If learning is about making new distinctions, there is a question about how we know a distinction. Since all distinctions have two sides (an inside and an outside) our knowledge of a new distinction must be able to apprehend both sides of it. So we must be able to cross the thresholds of our distinctions. At the same time, if we are not inside our distinctions - if we are not able to use them as a lens to view the world - they are useless in a practical way. Yet the distinctions which make up our lens are dependent on our being able to cross their threshold and see no distinctions. Is this sleep and dreaming?

We don't understand why we sleep. Except that we know that if we don't sleep, we die. That suggests that it is not just our conscious distinctions that require stepping outside of themselves, but the  physiological distinctions between cells, organs, etc. If they break down, we're dead. 

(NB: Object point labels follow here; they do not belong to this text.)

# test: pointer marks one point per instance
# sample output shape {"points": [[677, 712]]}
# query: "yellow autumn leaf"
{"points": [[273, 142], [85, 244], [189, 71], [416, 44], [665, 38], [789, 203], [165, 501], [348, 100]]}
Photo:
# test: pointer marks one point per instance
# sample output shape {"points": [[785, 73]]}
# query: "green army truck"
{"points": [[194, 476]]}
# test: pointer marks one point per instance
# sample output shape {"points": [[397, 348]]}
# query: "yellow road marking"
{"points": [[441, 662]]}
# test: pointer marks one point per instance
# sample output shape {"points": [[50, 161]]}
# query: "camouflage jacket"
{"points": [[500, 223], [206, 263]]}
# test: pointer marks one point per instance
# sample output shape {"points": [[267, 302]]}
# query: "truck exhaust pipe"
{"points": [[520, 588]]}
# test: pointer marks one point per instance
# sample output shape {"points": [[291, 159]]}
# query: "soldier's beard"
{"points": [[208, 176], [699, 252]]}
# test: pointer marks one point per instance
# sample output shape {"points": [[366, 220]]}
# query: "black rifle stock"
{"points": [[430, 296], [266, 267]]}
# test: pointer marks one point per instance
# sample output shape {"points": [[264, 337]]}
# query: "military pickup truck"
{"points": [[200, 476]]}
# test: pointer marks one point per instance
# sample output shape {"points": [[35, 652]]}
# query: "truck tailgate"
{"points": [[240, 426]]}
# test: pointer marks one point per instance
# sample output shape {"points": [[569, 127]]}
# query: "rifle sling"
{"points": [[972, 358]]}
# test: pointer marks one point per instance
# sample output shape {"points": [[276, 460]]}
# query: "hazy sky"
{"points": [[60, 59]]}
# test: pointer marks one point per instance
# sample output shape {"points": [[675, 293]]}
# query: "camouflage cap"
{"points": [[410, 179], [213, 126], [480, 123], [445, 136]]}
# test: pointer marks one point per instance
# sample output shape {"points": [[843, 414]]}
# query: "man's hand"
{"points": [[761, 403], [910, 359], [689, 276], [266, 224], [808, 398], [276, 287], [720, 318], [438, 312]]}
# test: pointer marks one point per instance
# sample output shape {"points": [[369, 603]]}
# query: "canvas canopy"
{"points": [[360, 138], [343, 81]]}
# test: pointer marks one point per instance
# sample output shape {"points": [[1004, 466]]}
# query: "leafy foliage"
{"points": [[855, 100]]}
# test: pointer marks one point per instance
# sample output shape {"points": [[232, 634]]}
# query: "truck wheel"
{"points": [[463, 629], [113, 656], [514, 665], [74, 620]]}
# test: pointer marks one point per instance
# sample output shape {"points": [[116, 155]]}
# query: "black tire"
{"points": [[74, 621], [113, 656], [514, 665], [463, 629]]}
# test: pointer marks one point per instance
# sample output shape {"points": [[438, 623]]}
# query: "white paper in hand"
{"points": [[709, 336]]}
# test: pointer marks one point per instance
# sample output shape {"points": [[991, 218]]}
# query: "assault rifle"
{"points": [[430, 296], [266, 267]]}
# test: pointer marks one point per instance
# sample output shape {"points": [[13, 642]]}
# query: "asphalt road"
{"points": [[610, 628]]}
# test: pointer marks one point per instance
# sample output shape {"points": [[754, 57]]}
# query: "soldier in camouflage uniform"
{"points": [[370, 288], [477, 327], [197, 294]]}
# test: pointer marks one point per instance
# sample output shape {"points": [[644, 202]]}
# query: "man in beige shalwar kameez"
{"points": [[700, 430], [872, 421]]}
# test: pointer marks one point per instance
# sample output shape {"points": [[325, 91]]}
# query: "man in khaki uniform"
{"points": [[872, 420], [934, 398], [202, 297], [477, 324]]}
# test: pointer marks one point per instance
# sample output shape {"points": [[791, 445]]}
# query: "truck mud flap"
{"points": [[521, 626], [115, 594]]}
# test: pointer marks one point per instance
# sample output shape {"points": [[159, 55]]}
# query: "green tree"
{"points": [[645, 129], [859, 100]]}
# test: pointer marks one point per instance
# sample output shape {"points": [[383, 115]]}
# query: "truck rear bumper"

At the same time, we know - at least anecdotally - that we learn in our sleep. We wake up in the morning having not been able to do something the day before, and find ourselves improved in our performance. Possibly because we've got "more energy" - but what's that? Thinking about distinctions necessitating boundary crossing helps here.

The Freudian "primary process" is the dream world of no distinctions. The world of the new baby. The "secondary process" is the regulating filter which channels the energy from the primary process into useful distinctions which (for adults at least) are conditioned by the social conventions of the "superego". (Talcott Parsons correctly recognised that Freud's superego was sociological). More to the point, this psychodynamic process between ego, id and superego was continual: a kind of pulse between the "oceanic" primary process and the secondary process. 

In education, the superego rules, and technology has ensured that its grip on the imagination of staff and students has become every more brutal. But technology outside education stimulates and suppresses the id: from cat videos to shopping to porn, we can inhabit a simulated oceanic state. Only in sleep itself is there some contact with the reality of the id.  

What have we missed in the way that we think about learning? When we examine our metrics for competency, our "constructive alignments", assessment schemes, etc, we seem to have assumed that the distinctions of learning are fixed: once we learning something it stays there. In conscious experience this looks like a sensible proposition. But to assume this misses the possibility that our distinctions appear persistent precisely because they result from a dynamic process of distinction and undistinction. 

To be clearer about this, the deepest encounter with the oceanic experience comes through an intersubjective acknowledgement of uncertainty. That can be the best teaching - not the delivery of content, or the forcing of distinctions written in textbooks, but the revealing of understanding by a teacher to the point of revealing of uncertainty. "I'm not sure what this means - what do you think?"

I've written about this kind of thing here: Digitalization and Uncertainty in the University: Coherence and Collegiality Through a Metacurriculum (springer.com), and this last week I got a further reminder of the importance of this approach in an EU project which Danielle Hagood and I led around digitalization. In both cases, technology was the stimulus for uncertainty and dialogue. It is the technology which takes us to the oceanic state, from where (and this was quite obvious in my EU project) new distinctions and new thinking emerges. 

The dialogical is the closest thing we have to the primary process in education - it is rather like music because it connects us to more fundamental mechanisms. John Torday suggested in conversation last week that in sleep our cells realign themselves with their evolutionary origins, effectively connecting our waking thoughts (what Bohm calls the "explicate order") with fundamental nature ("implicate order"). That's a wild idea - but I quite like it!